Tuesday, October 29, 2013

Creamy Beef Noodles



What's the first meal you think of when you literally have minutes to throw something together and get it on the table to feed your family?

For me, it's pasta.  While the noodles are cooking, I can throw together some sort of sauce.  Sometimes I end up emptying my fridge of leftover odds and ends, since the sauce acts as a sort of "disguise" for all things healthy.   It's also a great day-before-grocery-shopping meal so that you can make room for the fresh new food you will be bringing home.
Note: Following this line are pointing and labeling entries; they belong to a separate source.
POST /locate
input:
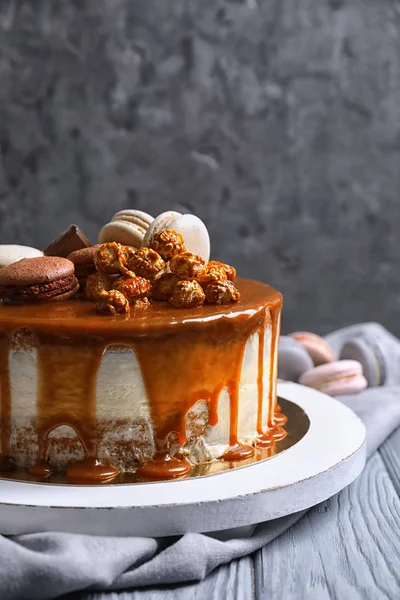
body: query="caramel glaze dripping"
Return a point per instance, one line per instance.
(212, 363)
(205, 344)
(67, 396)
(6, 463)
(276, 419)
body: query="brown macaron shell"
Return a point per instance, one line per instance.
(42, 279)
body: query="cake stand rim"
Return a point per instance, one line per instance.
(287, 390)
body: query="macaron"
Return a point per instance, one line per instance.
(127, 227)
(195, 233)
(337, 378)
(294, 359)
(10, 253)
(316, 346)
(84, 263)
(38, 280)
(368, 353)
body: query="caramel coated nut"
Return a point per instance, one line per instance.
(168, 243)
(164, 286)
(112, 303)
(146, 262)
(211, 274)
(141, 303)
(96, 284)
(221, 292)
(187, 265)
(112, 258)
(133, 288)
(187, 294)
(229, 270)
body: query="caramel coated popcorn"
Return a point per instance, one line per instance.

The only problem, for me at least, is that I get so sick of tomato sauce.  I just don't like it.  And it gives me heartburn.  I love creamy sauces, but can't afford the weight gain.  I always have a steady supply of fat free evaporated milk to substitute for cream in all sauces, and I never buy full-fat cheese (for fear of eating the entire block in one sitting), so this recipe seemed worth a try.
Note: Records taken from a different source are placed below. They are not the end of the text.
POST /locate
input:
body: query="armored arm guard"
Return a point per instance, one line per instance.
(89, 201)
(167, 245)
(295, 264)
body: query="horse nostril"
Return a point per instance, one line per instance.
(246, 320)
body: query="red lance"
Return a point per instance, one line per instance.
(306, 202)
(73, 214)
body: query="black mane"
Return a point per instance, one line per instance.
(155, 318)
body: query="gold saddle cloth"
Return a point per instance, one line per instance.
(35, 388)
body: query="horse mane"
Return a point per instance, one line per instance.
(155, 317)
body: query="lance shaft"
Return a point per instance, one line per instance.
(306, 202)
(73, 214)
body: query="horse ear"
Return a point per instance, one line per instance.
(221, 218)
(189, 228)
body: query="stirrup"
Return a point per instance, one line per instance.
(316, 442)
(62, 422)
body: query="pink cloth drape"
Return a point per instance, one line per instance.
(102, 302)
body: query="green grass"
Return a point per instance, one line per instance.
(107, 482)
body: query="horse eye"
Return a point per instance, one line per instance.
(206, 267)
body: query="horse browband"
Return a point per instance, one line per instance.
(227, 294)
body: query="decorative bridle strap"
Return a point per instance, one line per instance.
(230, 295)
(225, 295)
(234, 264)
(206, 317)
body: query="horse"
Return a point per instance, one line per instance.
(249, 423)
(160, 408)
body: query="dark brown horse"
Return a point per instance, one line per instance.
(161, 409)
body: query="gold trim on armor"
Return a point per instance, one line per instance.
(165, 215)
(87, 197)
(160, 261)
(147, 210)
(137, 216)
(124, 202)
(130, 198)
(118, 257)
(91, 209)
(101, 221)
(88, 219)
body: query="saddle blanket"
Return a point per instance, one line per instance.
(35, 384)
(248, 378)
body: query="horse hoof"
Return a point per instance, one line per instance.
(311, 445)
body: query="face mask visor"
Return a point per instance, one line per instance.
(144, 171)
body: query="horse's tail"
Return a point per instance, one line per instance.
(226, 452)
This pasta seemed a bit iffy when I reviewed the ingredients – I wasn’t sure how it was going to come out.  Turns out it was a huge hit with the family, and we were eating it for days afterwards.  I hadn’t made enough noodles, so for a couple of days we were even just eating the meat sauce with bread or naan.  A great weeknight meal – thanks Canadian Living!



Creamy Beef Noodles
1 T butter
1 onion finely chopped
2 garlic minced
12oz lean ground beef (I used 2lbs – also from wag jag grocery)
1/3c flour
1 c beef broth
1 can evaporated milk (I used fat free)
1 c frozen peas thawed (I didn’t thaw them, they cooked nicely in the meat sauce, and I used 2 cups)
1 c shredded extra old cheddar (I used low fat no name old cheddar)
1/3 c chopped parsley (I skipped)
4 tsp Dijon (I used a little more, maybe 4T)
1 3/4c macaroni

In a large pan melt the butter over medium-high heat.  Cook onion, stirring occasionally, until beginning to soften, 2 minutes.  Add garlic & cook 1 minute.  Add beef, cook 4 minutes.  Stir in flour, cook, stirring, 2 minutes.  Stir in broth & milk; bring to boil.  Reduce to medium and stir in peas, cheese, parsley, mustard, salt & pepper.  Meanwhile cook the noodles.  Drain and reserve 1/3 c cooking liquid.  Add pasta to sauce (I kept them separate and mixed as required in individual bowls). Tossing to coat and adding enough of reserved liquid for desired consistency.

Delicious!  And thanks to the absence of tomato sauce, my Tums got a break today!